STRATEGIC ASSESSMENT. According to Yvette Tanamal, The Jakarta Post, “Indonesia’s democracy is among the world’s most important both to understand and to defend,” writes American political scientist Dan Slater.
“The world’s largest Muslim country,” he asserts in his latest piece in the Journal of Democracy, “has proven that democracy can emerge and endure in surprising ways and in a surprising place, with intriguing lessons for democratic emergence and endurance elsewhere.”
The article, titled “What Indonesian Democracy Can Teach the World”, may conjure a sense of optimism with its glass-half-full assessment of our political system at a time when the country – like a number of other democracies – is experiencing democratic backsliding and a resurgence of past authoritarian tendencies. But his judgment is also a testament to how difficult and painful the struggle for democracy has been for Indonesia and how stubbornly fragile it remains two decades after its revival.
The Jakarta Post, which turned 40 on Tuesday, can attest to such a sentiment, having reported on the rise, and periodic retreat, of the nation’s democracy from the heyday of Soeharto’s oligarchic regime to the meteoric rise of President Joko “Jokowi” Widodo.
The Post, in its early decades, bore witness to and outlasted Soeharto’s repressive New Order regime, going on to cover five democratic elections, with the sixth one, to be held in February next year, just around the corner.
Meanwhile, Made Supriatma , Visiting Fellow in the Indonesia Studies Programme at the ISEAS – Yusof Ishak Institute, the Indonesian Democratic Party of Struggle (PDI-P) finally nominated Ganjar Pranowo, governor of Central Java, as its presidential candidate on 21 April 2023. The announcement was apparently prepared in haste at the Batutulis palace in Bogor, West Java.
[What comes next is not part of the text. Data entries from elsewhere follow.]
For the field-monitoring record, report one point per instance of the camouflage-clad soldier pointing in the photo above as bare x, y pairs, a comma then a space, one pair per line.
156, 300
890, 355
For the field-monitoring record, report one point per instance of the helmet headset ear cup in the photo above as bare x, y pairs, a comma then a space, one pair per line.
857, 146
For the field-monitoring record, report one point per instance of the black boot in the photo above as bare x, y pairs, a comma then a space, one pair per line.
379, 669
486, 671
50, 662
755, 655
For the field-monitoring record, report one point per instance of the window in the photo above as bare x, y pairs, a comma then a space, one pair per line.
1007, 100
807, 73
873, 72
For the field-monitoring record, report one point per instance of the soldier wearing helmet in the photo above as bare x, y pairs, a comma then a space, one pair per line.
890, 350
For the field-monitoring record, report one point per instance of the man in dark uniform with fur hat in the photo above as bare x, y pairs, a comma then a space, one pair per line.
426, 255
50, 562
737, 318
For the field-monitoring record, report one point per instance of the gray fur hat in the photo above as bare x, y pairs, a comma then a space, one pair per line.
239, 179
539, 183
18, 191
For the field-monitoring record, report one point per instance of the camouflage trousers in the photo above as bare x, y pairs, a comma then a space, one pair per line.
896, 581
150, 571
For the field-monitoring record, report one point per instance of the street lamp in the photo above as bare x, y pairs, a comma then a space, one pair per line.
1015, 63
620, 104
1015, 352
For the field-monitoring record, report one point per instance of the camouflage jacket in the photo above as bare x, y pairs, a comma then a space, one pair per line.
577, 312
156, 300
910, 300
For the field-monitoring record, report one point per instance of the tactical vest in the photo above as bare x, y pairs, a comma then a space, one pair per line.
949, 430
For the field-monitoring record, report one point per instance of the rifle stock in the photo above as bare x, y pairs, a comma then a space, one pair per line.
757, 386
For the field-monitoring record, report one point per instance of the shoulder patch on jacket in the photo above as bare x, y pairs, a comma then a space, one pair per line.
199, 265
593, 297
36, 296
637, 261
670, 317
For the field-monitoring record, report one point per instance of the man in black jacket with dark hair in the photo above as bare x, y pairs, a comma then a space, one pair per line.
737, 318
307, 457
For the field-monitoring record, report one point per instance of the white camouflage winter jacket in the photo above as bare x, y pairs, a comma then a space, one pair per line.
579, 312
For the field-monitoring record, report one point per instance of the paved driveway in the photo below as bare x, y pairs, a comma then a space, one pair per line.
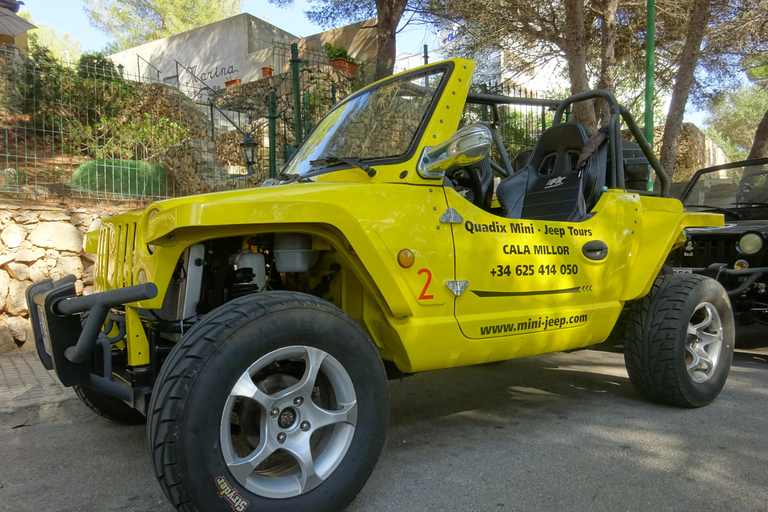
555, 432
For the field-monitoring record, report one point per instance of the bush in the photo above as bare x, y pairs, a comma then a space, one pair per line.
336, 52
123, 177
117, 138
97, 66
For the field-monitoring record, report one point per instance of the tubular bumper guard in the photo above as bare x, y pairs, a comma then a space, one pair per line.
65, 342
716, 270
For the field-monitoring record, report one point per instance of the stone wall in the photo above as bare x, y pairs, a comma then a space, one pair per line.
38, 243
696, 151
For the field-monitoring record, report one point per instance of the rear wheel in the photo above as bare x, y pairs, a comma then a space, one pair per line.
679, 339
275, 401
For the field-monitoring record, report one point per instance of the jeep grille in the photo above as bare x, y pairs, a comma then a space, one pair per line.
114, 263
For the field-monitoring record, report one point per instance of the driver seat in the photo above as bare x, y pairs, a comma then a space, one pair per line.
551, 186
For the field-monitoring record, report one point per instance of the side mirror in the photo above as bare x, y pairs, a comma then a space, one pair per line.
468, 145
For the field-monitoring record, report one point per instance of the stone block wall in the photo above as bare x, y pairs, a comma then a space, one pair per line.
696, 151
37, 243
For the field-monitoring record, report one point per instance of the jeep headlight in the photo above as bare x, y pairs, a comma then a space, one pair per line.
750, 243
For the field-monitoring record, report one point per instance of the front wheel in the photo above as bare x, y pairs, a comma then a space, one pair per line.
679, 339
275, 401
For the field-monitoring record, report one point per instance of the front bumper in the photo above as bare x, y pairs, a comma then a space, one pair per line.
738, 279
68, 328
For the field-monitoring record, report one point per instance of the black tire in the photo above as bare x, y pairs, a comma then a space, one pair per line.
197, 382
110, 407
658, 348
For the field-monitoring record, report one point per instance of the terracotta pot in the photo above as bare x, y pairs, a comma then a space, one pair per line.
344, 65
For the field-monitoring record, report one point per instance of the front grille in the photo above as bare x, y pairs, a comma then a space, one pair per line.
115, 260
706, 251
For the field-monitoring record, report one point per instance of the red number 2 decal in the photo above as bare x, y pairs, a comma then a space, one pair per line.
423, 295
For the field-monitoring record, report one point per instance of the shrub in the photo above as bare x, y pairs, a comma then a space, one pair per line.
124, 177
336, 52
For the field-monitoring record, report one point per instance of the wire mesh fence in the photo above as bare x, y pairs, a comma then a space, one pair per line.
94, 133
519, 125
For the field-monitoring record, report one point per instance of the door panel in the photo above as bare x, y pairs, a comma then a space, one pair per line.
535, 280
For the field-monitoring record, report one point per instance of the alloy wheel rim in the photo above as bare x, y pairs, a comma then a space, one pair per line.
704, 342
288, 422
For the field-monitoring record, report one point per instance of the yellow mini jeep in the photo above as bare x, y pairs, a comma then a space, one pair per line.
255, 329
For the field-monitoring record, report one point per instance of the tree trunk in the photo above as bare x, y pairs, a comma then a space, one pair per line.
683, 82
389, 13
576, 55
607, 56
760, 145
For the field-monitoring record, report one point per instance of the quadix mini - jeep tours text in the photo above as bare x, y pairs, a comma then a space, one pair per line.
255, 329
735, 254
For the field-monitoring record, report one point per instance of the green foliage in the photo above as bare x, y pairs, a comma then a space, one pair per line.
158, 18
125, 177
96, 66
62, 45
119, 138
733, 152
733, 119
56, 96
336, 52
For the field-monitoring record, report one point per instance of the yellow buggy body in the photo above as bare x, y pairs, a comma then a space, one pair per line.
256, 328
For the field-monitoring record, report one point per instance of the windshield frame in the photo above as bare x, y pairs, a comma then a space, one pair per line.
446, 66
722, 167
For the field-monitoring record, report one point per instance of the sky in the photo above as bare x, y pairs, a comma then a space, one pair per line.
69, 16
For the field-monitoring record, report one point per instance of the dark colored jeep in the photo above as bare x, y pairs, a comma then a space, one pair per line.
735, 254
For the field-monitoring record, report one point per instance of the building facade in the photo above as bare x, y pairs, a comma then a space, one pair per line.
231, 49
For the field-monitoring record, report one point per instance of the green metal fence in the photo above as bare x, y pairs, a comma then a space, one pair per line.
519, 125
93, 134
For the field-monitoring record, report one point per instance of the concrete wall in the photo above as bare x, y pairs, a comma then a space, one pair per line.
236, 47
216, 53
358, 38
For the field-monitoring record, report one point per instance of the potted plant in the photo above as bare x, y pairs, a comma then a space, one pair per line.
340, 59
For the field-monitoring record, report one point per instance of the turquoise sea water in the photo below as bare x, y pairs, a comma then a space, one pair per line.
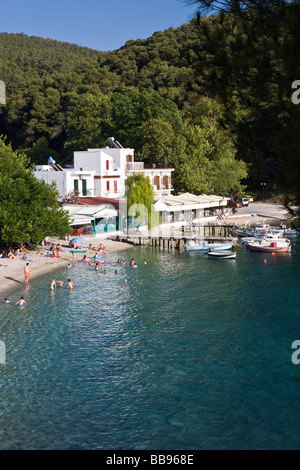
194, 353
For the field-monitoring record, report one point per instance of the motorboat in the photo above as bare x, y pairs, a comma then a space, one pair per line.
270, 243
205, 246
258, 230
289, 232
221, 254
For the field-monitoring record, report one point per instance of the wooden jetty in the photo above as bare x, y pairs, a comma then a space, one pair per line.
177, 239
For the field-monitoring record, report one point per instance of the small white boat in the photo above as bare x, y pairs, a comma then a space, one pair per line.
289, 232
270, 242
205, 246
221, 254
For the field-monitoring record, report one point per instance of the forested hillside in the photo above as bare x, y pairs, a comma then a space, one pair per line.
212, 98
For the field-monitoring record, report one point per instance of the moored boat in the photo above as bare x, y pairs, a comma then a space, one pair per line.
204, 246
221, 254
271, 242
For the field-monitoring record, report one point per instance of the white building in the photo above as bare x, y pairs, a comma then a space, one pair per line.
102, 173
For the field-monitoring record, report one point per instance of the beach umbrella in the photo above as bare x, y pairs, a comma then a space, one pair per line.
78, 240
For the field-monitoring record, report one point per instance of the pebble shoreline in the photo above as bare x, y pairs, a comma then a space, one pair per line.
12, 270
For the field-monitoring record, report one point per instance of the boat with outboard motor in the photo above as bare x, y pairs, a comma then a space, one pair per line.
221, 254
270, 243
203, 245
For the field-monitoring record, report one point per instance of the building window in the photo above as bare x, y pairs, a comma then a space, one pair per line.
84, 191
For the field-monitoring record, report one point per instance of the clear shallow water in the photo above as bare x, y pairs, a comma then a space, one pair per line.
194, 353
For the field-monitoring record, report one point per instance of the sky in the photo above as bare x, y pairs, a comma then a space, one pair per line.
104, 25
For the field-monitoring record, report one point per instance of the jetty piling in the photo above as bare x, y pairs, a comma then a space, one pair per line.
176, 241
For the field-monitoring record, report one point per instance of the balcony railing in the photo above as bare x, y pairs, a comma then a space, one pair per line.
134, 166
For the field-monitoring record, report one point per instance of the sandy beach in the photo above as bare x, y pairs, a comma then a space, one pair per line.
40, 262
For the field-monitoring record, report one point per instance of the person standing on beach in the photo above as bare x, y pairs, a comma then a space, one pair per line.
53, 284
26, 273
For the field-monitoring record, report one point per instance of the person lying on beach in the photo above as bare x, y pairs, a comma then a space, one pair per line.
21, 301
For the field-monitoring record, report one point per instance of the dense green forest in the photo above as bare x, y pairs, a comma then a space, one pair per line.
212, 98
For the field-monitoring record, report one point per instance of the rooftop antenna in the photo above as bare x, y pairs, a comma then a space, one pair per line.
114, 143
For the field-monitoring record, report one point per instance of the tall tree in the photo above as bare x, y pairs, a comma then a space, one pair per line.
28, 206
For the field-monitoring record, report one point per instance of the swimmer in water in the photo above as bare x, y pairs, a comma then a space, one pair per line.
21, 302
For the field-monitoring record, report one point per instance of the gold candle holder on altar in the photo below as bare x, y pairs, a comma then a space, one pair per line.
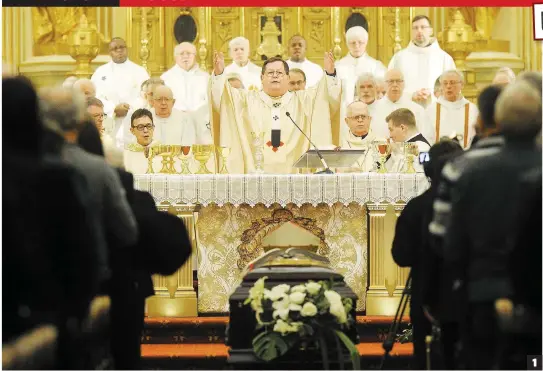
184, 156
202, 154
224, 152
410, 150
84, 42
383, 149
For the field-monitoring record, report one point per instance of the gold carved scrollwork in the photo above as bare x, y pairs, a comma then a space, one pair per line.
251, 246
51, 27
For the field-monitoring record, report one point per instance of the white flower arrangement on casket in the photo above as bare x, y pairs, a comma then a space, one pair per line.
302, 316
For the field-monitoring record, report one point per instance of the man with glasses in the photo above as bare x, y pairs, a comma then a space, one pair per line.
174, 126
360, 136
422, 62
355, 63
451, 115
118, 82
245, 112
394, 99
136, 154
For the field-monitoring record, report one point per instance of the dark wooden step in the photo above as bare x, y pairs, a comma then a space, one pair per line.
211, 330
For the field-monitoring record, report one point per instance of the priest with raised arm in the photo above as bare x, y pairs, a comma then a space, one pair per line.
354, 64
422, 62
243, 112
118, 82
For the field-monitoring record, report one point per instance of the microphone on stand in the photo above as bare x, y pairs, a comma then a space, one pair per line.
324, 164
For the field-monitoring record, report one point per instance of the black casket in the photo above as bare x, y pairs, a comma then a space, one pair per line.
293, 266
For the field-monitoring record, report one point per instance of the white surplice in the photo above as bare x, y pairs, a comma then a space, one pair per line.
313, 72
366, 162
250, 74
452, 120
243, 112
177, 129
421, 66
119, 83
384, 107
348, 70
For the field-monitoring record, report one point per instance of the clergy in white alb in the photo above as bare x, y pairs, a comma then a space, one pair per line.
87, 87
118, 82
360, 136
297, 80
366, 91
173, 126
136, 155
297, 47
189, 84
124, 136
239, 50
422, 62
451, 113
245, 112
394, 99
403, 129
354, 64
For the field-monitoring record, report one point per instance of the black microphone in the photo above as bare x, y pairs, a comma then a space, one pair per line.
324, 164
Megawati Sukarnoputri, PDI-P’s chairwoman, sealed Ganjar’s nomination by placing a peci (hat) on his head and using the honorific “Bung” to refer to him.
Megawati was accompanied by President Joko Widodo (Jokowi) and two of her children, Puan Maharani – speaker of the Indonesian parliament (DPR) – and Puan’s half-brother Prananda Prabowo. An unusual feature of this event was the presence of President Jokowi; even though he is a PDI-P cadre, he has tried to rise above his party affiliation as president.
PDI-P’s nomination of Ganjar Pranowo has changed the political terrain of the 2024 presidential election (PE) and will affect the existing coalitions. Previously, there were two putative presidential candidates, both of whom share the top three spots with Ganjar in most electability (elektabilitas) polls. Former Jakarta governor Anies Baswedan is supported by the Coalition of Change for Unity, consisting of NasDem, the Prosperous Justice Party (PKS), and the Democrats (DP).
Meanwhile, Defence Minister Prabowo Subianto built the Great Indonesia Awakening Coalition (KKIR) with his party Gerindra and the National Awakening Party (PKB). While KKIR has not officially nominated Prabowo, Gerindra declared him as its presidential candidate back in August 2022. The complication is that Gerindra alone lacks the required 20 per cent parliamentary seat-share to formally nominate Prabowo, while PKB Chairman Muhaimin Iskandar has presidential ambitions too.